While the glens whisper their secrets, the coast shouts. Torr Road, a sinewy, white-knuckle drive, wraps around the shoreline northwestward from Cushendun. It soars and plunges, snakes around farmlands, edges windswept headlands that drop to crashing surf and delivers stunning vistas around nearly every twist and turn. A rugged path leads out to the ruins of a lookout station on Torr Head, and it’s worth the effort for the views to Rathlin Island, Northern Ireland’s most northerly point. I sensed that if I could just get to that distant island, the universe would reveal its secrets.
Despite tossing my list, I wanted to visit Antrim’s most famous sights, Carrick-a-Rede and Giant’s Causeway. The rope-and-slat Carrick-a-Rede Rope Bridge, originally used by salmon fishermen to access their nets, spans a 66-foot-wide, 75-foot-deep chasm separating Carrick Island from the mainland. Walking the roughly one-mile trail to the bridge is the easy part. Crossing it isn’t for the faint of heart or the fearful of heights. I rewarded myself with lunch at the site’s teahouse and café.

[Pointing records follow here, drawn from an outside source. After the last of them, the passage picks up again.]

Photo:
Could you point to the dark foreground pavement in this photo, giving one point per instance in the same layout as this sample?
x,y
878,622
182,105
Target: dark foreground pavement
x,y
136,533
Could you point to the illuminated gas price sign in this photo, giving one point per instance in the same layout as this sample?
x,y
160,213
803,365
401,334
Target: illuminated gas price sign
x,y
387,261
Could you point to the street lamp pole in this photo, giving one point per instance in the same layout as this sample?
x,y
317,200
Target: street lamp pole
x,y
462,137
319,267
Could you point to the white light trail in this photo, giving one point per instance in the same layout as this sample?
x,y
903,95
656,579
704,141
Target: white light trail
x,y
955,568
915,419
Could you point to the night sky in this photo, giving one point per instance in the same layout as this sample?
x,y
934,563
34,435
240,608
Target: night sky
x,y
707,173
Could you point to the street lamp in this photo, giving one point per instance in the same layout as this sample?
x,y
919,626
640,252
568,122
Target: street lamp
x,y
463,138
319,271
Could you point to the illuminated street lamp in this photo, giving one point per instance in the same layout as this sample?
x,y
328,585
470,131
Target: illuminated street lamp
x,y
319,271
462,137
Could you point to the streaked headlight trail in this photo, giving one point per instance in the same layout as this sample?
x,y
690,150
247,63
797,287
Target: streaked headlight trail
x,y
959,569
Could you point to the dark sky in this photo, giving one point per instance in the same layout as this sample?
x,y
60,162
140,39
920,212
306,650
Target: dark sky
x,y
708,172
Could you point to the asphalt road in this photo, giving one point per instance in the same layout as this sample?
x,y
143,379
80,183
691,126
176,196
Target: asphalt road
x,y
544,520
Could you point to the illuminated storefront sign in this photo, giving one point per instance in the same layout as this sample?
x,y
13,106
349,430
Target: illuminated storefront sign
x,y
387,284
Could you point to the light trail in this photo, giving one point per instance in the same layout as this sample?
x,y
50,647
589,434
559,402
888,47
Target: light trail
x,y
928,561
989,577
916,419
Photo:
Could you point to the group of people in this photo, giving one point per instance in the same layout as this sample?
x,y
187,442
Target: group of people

According to legend, Irish giant Finn McCool built the nearby Giant’s Causeway so he could walk across the sea to battle Scottish giant Benandonner, and the polygonal basalt columns do appear as if placed for a giant to happen along and climb up and out of the frigid blue waters that froth at their base. Maybe years ago, before the hype and the tour buses, the visitor center and the endless parking lots, this UNESCO World Heritage site was a marvel to stumble upon, but I found it depressingly overcrowded. Perhaps if I had visited first thing in the morning or escaped the throngs on the two-mile Runkerry Head trail, I might have enjoyed it more.
Over a dram at Bushmills, which has been distilling whiskey for more than 400 years, my thoughts kept returning to Rathlin Island. Unable to resist its siren song, I backtracked to Ballycastle and booked ferry passage to the L-shaped island six miles distant across the Sea of Moyle. Way back in 1306, when driven from Scotland by England’s Edward I, Robert the Bruce took refuge on Rathlin. Locals say that watching a spider succeed after trying repeatedly to bridge a hole in its web inspired him to gather new forces and return home to fight for his kingdom.
These days, sparsely populated Rathlin is best known as the site of Northern Ireland’s biggest seabird colony. In early summer, nomadic seabirds flock to the basalt cliffs and sea stacks punctuating the island’s western end. The Royal Society for the Protection of Birds maintains a reserve and staffs a visitor center in the upside-down West Lighthouse, built midway up a 300-foot cliff. Since my time was limited, I rode the Puffin Bus, which meets the ferry and carries those who don’t have the time or inclination to walk the four miles to the reserve. The one-lane road led to a lofty headland, from which a marked path descends toward the lighthouse before giving way to 89 (count ‘em) steps to the viewing deck.
I watched mesmerized as tens of thousands of seabirds — fulmars, guillemots, kittiwakes, puffins and razorbills — performed avian antics, swirling around the cliffs and stacks. Their cacophony drowned out the waves dashing the rocks far below. When I finally tore myself away, I knew that if there is royalty among Northern Ireland’s fairies and wee people, they most assuredly reside in this spectacular spot.